Kristen Page-Kirby is scared she’s going to be killed by a stranger:
Gentlemen! Let’s play a little game. I call it “Creep or Normal Guy?”
The way you play is you have less than a second to decide whether a man you don’t know is a threat or not. If you identify a normal guy as a threat you could get called a bitch; if you identify a creep as a normal guy you could end up dead. This is fun, isn’t it? Now play it every day, with nearly every man you see, in nearly every situation you’re in, from the time puberty hits to … well, I turned 38 this week. Can someone tell me when I can stop playing?
[...]
Being a woman in this world means paying a certain price.

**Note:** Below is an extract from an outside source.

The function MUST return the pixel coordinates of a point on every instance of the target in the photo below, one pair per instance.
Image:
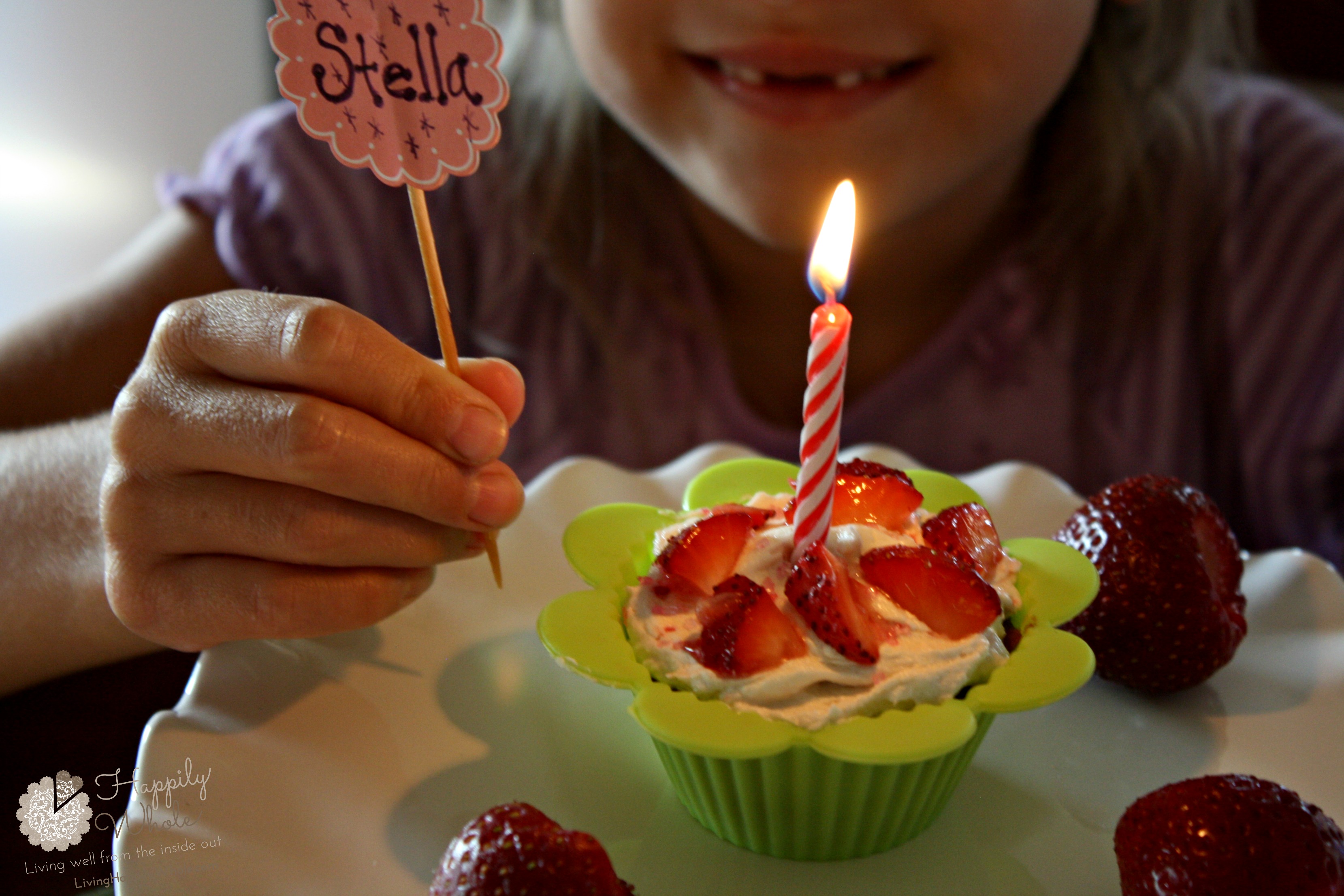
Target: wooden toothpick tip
(444, 324)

Page-Kirby’s thesis is the “murderer” variant of the Schroedinger’s rapist argument, so named and most famously articulated, (though doubtless not originated) by a writer calling herself Phaedra Starling.
What Page-Kirby – like Starling before her – fails to mention is that being a man in this world means paying a price, in the form of being actually violently victimised far more often than women, particularly so in cases of violence by strangers. In Scotland, where I live, men and boys are more than seven times more likely to be murdered by strangers than are women and girls. In England and Wales men are five times more likely than women to be murdered by strangers In the United States, Males over the age of 15 were five times as likely as their female cohort to have been murdered during the seventies and eighties All these figures, both for men and for women, are dwarfed by the death rate from traffic accidents, yet nobody lives their lives in fear of Schroedinger’s Motor Car.
Instead of trying to persuade those many times more likely than they are to be violently victimised, how terribly oppressed they are by violence. Page-Kirby and Starling would do better to examine the mismatch between the fear they and other women feel, which I don’t doubt is real, and the freedom-from-violence privileged reality of most women’s lives.